[28/28] xfs: rework unreferenced inode lookups

From: Dave Chinner <dchinner@redhat.com>

From: Dave Chinner <dchinner@redhat.com>

Looking up an unreferenced inode in the inode cache is a bit hairy.
We do this for inode invalidation and writeback clustering purposes,
which is all invisible to the VFS. Hence we can't take reference
counts to the inode and so must be very careful how we do it.

There are several different places that all do the lookups and
checks slightly differently. Fundamentally, though, they are all
racy and inode reclaim has to block waiting for the inode lock if it
loses the race. This is not very optimal given all the work we;ve
already done to make reclaim non-blocking.

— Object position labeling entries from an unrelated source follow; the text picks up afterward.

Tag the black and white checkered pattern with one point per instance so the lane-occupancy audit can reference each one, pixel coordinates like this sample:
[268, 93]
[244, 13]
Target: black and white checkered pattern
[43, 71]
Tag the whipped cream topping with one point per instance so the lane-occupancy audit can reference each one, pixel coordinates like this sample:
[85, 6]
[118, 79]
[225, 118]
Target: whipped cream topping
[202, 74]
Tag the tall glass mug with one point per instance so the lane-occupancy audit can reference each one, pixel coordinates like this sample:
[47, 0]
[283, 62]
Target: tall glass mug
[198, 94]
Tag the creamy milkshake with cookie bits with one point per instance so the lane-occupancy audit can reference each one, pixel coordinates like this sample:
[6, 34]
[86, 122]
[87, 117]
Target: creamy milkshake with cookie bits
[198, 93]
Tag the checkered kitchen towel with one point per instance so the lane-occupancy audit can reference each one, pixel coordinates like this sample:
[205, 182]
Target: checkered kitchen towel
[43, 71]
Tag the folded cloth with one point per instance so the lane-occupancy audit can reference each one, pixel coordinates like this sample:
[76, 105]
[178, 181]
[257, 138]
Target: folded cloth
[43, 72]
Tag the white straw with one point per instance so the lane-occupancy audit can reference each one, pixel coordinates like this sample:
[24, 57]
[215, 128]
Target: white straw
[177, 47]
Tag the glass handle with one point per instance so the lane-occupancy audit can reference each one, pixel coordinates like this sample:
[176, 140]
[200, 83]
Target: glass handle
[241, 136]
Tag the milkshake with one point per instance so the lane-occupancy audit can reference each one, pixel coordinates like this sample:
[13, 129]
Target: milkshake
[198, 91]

We can make the reclaim process nonblocking with a couple of simple
changes. If we define the unreferenced lookup process in a way that
will either always grab an inode in a way that reclaim will notice
and skip, or will notice a reclaim has grabbed the inode so it can
skip the inode, then there is no need for reclaim to need to cycle
the inode ILOCK at all.

Selecting an inode for reclaim is already non-blocking, so if the
ILOCK is held the inode will be skipped. If we ensure that reclaim
holds the ILOCK until the inode is freed, then we can do the same
thing in the unreferenced lookup to avoid inodes in reclaim. We can
do this simply by holding the ILOCK until the RCU grace period
expires and the inode freeing callback is run. As all unreferenced
lookups have to hold the rcu_read_lock(), we are guaranteed that
a reclaimed inode will be noticed as the trylock will fail.

Additional research notes on final reclaim locking before free
--------------------------------------------------------------

2016: 1f2dcfe89eda ("xfs: xfs_inode_free() isn't RCU safe")

Fixes situation where the inode is found during RCU lookup within
the freeing grace period, but critical structures have already been
freed. lookup code that has this problem is stuff like
xfs_iflush_cluster.

2008: 455486b9ccdd ("[XFS] avoid all reclaimable inodes in xfs_sync_inodes_ag")

Prior to this commit, the flushing of inodes required serialisation
with xfs_ireclaim(), which did this lock/unlock thingy to ensure
that it waited for flushing in xfs_sync_inodes_ag() to complete
before freeing the inode:

                /*
-                * If we can't get a reference on the VFS_I, the inode must be
-                * in reclaim. If we can get the inode lock without blocking,
-                * it is safe to flush the inode because we hold the tree lock
-                * and xfs_iextract will block right now. Hence if we lock the
-                * inode while holding the tree lock, xfs_ireclaim() is
-                * guaranteed to block on the inode lock we now hold and hence
-                * it is safe to reference the inode until we drop the inode
-                * locks completely.
+                * If we can't get a reference on the inode, it must be
+                * in reclaim. Leave it for the reclaim code to flush.
                 */

This case is completely gone from the modern code.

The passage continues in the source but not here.